In recent months Butterfield have ramped up their profile, with a wider reach out to the community via various initiatives with the intent of providing a better understanding of the bank’s position within its customer base.

“We’ve been working on a number of projects, such as introducing new state of art technology, Young Savers accounts, new Visa Signature and Platinum credit cards and significant ongoing financial support to education and cultural efforts. Despite economic challenges we have increased our financial support of charities, education and culture. In addition, we have grown our loan book and advanced credit to hundreds of customers locally despite economic uncertainties. This all helps to underscore our stated commitment to our customers and the community and show that we   believe in Cayman and the business opportunities despite the current worldwide economic challenges,” O’Dea says.

Strength in numbers
After a couple of years of losses at Butterfield Group level, Butterfield has worked solidly to create a strong and well capitalised balance sheet that is backed by its recent S&P rating. In particular, the $550 million of capital injected into the bank earlier this year plus a restructuring of the bank’s post-retirement health plan has helped to create the current  strong capital position, as noted by the S&P rating report.

Following a sale earlier this year of structured securities, Butterfield  also ensured that the risks in the securities portfolio are now “modest”, according to the S&P report, O’Dea furthers, “our funding and liquidity are very conservative. Our loans are less than 50 per cent of customer deposits, which is also extremely conservative.”

That percentage is, according to the S&P report “much lower than bank peers’”.

O’Dea says that the fact that Cayman is now in a two-year old recession has undoubtedly hit the economy and people hard and this situation has created a lot of challenges for banks, thus keeping the loans to customer deposit percentage at such a low level has created a very conservative balance sheet for Butterfield.

The S&P report notes Butterfield’s strong competitive position both in Bermuda (the bank’s head office jurisdiction) as well as the Cayman Islands, because of its well-diversified revenue base which means the bank is not purely dependent on net income (in an environment when interest rates are so low). “We have strong banking, asset management and fiduciary services in both locations,” O’Dea confirms. “In addition, we have operations  in both Guernsey and London where we offer a mix of those services.”

Economic constraints
That said, O’Dea comments that all banks worldwide are finding it a struggle when it comes to earnings especially in this low interest rate environment.

“We are getting to a stage in Cayman where we are “overbanked”. In absence of growth, everyone is aggressively chasing market share as the economy contracts.

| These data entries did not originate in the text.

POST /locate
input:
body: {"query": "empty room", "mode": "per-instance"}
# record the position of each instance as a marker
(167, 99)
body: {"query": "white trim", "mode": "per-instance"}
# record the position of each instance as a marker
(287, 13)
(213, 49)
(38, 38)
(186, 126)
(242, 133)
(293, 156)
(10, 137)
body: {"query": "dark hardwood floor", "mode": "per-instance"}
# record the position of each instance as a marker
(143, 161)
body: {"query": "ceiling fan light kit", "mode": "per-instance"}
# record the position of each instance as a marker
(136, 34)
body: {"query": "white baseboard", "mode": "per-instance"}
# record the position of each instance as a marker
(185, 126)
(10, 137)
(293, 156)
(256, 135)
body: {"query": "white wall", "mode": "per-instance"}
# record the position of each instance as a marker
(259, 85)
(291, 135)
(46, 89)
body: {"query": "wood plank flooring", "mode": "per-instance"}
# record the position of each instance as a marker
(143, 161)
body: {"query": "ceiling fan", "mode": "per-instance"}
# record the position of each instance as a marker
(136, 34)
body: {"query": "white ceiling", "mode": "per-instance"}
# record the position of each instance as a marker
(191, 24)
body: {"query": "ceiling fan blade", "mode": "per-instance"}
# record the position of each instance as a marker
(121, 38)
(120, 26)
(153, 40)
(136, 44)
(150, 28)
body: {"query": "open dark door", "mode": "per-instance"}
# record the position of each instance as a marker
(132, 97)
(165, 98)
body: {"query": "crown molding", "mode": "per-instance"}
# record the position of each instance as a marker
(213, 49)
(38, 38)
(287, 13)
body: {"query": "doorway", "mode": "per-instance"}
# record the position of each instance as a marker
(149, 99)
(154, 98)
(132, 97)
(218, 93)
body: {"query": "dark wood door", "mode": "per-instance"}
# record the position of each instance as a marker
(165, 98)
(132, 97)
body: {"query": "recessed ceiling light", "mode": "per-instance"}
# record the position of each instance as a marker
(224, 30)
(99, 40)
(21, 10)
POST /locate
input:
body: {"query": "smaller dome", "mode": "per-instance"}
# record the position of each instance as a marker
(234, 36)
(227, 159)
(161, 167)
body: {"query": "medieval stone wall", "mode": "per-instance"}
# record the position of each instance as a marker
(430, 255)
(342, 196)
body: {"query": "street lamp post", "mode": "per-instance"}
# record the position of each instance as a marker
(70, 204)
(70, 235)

The bank’s focus therefore will be on generating steady and growing net income throughout 2011 with a view to creating value for shareholders,” he states.

Although there have been redundancies of both ex-patriot workers and locals since the recession within the financial services industry, O’Dea says he is proud of the fact that Butterfield has not had to resort to such lengths to keep competitive.

“The longer the recession continues, the more challenging this becomes for all businesses,” he says.

However, O’Dea is optimistic that Cayman is now at, or near, the bottom of this current economic downturn and he firmly believes that government and the private sector need to join forces and properly plan, take and then execute decisions that will ensure that Cayman catches the economic growth  wave that he anticipates will then emerge.

 “We need to look back at the history of how the Cayman Islands became such a great place for financial services: at a people level, it had a welcoming environment for overseas expertise married to local expertise and knowledge and a nurturing environment for young talent. It’s was a simple model but one that worked. We need to cut through all the red tape that currently mires the business and working environment and simplify our offering. That way we can get back on track and embrace the opportunities that are out there for these islands. We need to craft our future now.”